This is a step-by-step guide that will walk you through getting your GPU passed through from the host to a LXC container. My goal is to try and make your life easier so just about everything will be copy and paste (but I'll warn you when you can’t).
- System running Proxmox
- Supported NVENC GPU - which can be found here: Nvidia GPU Matrix
- I am using a GTX 970 but this will work for just about any supported nvidia card.
- In this scenario, I'll be using using ubuntu 22.04 CT Container (don't worry about downloading it now - we will grab it in proxmox later).
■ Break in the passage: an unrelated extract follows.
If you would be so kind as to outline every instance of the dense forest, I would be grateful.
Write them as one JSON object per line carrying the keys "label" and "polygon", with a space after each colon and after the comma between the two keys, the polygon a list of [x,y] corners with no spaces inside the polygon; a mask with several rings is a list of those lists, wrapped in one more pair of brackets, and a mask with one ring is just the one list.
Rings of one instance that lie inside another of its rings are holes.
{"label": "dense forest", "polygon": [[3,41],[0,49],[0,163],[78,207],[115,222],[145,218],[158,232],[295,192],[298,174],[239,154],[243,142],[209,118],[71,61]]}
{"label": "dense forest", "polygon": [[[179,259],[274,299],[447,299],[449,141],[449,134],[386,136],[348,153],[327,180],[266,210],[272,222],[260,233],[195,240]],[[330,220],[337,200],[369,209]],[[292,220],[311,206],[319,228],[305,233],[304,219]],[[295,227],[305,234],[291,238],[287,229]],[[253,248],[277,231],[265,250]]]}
- Enable IOMMU support in your motherboards BIOS
- This will work for AMD and Intel CPU's but this guide is specifically for Nvidia GPU's.
We need to make sure that IOMMU is enabled - if it isn't the rest of this process Will. Not. Work. To check for this run
dmesg | grep IOMMU
It should return something similar to
root@pve:~# dmesg | grep IOMMU
[ 0.097544] AGP: Please enable the IOMMU option in the BIOS setup
[ 0.589184] pci 0000:00:00.2: AMD-Vi: Found IOMMU cap 0x40
All we care about is seeing that "Found IOMMU" for the PCI group.
Before we can do anything.. the first thing we need to do is update Everything. To start this:
- Select your node in the left pane
- Click
Repositories
under Updates - Click
Add
- Add the No-subscription Repo:
Be sure to disable the
pve-enterprise
repo after adding the No-subscription repo.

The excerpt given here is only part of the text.